Include ‘Core Elements’ in Your Authorization Form

Though the feds offer covered CEs some leeway on their implementation of HIPAA management — including the design of authorization forms — there are some necessary parts you must add to ensure your documents are legally valid.

Context: Under the HIPAA Privacy Rule, CEs are allowed to use PHI for treatment purposes without patients’ authorization. However, if CEs want to use or disclose patients’ data for things as varied as marketing, social media, news reports, and more to third parties, they must have a signed authorization form on file.
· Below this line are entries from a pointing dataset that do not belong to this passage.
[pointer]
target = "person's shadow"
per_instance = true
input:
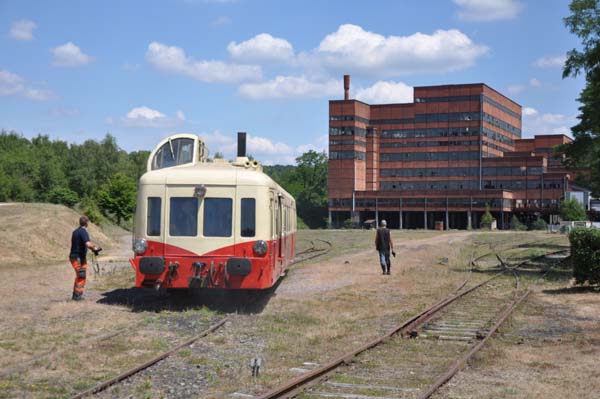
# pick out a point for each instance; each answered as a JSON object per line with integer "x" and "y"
{"x": 221, "y": 300}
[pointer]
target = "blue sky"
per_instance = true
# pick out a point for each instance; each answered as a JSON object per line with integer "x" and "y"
{"x": 141, "y": 70}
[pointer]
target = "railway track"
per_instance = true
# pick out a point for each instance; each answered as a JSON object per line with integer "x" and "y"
{"x": 444, "y": 337}
{"x": 310, "y": 253}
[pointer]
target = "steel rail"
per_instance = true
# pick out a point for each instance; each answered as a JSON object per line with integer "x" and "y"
{"x": 102, "y": 386}
{"x": 456, "y": 367}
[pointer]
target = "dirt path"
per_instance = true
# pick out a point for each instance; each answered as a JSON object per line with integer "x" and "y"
{"x": 363, "y": 267}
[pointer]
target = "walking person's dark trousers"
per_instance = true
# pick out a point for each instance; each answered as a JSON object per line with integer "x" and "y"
{"x": 384, "y": 259}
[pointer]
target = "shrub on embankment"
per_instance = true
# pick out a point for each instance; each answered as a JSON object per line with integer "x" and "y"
{"x": 585, "y": 255}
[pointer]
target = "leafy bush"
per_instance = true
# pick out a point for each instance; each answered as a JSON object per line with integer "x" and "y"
{"x": 64, "y": 196}
{"x": 539, "y": 224}
{"x": 572, "y": 210}
{"x": 585, "y": 254}
{"x": 90, "y": 209}
{"x": 515, "y": 224}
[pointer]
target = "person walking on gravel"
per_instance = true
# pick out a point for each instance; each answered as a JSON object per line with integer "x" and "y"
{"x": 384, "y": 244}
{"x": 80, "y": 242}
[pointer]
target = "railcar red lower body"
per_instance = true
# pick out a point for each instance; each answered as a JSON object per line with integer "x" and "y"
{"x": 232, "y": 267}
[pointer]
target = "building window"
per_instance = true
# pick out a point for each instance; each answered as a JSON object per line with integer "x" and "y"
{"x": 217, "y": 217}
{"x": 248, "y": 217}
{"x": 183, "y": 217}
{"x": 154, "y": 216}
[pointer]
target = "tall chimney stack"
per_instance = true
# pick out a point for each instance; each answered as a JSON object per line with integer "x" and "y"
{"x": 346, "y": 87}
{"x": 241, "y": 144}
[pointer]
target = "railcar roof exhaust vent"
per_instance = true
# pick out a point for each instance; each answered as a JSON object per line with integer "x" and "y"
{"x": 241, "y": 144}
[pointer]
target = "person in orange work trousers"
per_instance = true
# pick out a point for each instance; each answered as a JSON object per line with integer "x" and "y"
{"x": 80, "y": 242}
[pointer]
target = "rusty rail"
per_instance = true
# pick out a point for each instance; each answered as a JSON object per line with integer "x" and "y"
{"x": 102, "y": 386}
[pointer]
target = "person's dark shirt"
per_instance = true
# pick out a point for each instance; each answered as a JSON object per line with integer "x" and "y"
{"x": 382, "y": 242}
{"x": 78, "y": 240}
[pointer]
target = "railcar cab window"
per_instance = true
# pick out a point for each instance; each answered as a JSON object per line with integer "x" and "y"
{"x": 154, "y": 216}
{"x": 217, "y": 217}
{"x": 173, "y": 153}
{"x": 183, "y": 218}
{"x": 248, "y": 217}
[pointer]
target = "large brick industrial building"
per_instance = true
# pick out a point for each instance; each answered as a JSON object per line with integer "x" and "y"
{"x": 440, "y": 160}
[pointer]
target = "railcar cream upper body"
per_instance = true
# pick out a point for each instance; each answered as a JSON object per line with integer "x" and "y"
{"x": 192, "y": 213}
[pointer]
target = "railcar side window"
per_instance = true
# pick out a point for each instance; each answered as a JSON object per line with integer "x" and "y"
{"x": 217, "y": 217}
{"x": 183, "y": 218}
{"x": 174, "y": 152}
{"x": 248, "y": 217}
{"x": 154, "y": 216}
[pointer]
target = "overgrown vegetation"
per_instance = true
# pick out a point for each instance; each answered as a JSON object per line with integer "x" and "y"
{"x": 487, "y": 219}
{"x": 307, "y": 182}
{"x": 515, "y": 224}
{"x": 97, "y": 177}
{"x": 585, "y": 255}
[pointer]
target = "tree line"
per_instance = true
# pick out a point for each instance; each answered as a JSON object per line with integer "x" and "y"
{"x": 100, "y": 179}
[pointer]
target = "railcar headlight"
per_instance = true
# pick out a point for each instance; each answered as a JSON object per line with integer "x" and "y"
{"x": 260, "y": 247}
{"x": 139, "y": 246}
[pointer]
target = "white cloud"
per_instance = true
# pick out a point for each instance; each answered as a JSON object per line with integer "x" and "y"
{"x": 38, "y": 95}
{"x": 384, "y": 92}
{"x": 488, "y": 10}
{"x": 70, "y": 56}
{"x": 149, "y": 118}
{"x": 546, "y": 123}
{"x": 262, "y": 48}
{"x": 355, "y": 50}
{"x": 173, "y": 59}
{"x": 221, "y": 21}
{"x": 550, "y": 62}
{"x": 144, "y": 113}
{"x": 22, "y": 29}
{"x": 290, "y": 87}
{"x": 12, "y": 84}
{"x": 518, "y": 88}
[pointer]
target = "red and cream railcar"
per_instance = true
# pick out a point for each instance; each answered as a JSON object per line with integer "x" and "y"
{"x": 210, "y": 224}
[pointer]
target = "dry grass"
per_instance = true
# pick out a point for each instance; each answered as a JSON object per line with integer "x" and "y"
{"x": 323, "y": 308}
{"x": 34, "y": 234}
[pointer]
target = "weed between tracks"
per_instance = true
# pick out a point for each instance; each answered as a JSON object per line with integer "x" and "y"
{"x": 324, "y": 308}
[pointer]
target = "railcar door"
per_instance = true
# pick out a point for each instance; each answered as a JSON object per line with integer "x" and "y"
{"x": 197, "y": 226}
There are “core elements” that your authorization form must include to make it valid under the law, indicates an OCR decision tool. The HIPAA Privacy Rule mandates the following requirements:

  • A specific description of the PHI to be used or disclosed
  • The names of the person or organization authorized to make the disclosure of the PHI
  • The names of the third parties receiving the information
  • A description of each purpose or reason for the use or disclosure of the data
  • An expiration date or event end date related to the data sharing
  • The individual’s signature, whose PHI is being used or disclosed, or their representatives’ signatures with the signing date

Cost: OCR has penalized covered providers in the past who failed to secure their patients’ PHI with written authorizations before the video cameras started rolling — and the fines have been steep.

“Healthcare providers that permit filming without taking appropriate privacy measures may be televising costly HIPAA compliance failures to a watchful HHS,” warn Anderson and Cebada.

Resources: Find OCR’s updated guidance at www.hhs.gov/sites/default/files/guidance-on-media-and-film-crews-access-to-phi.pdf.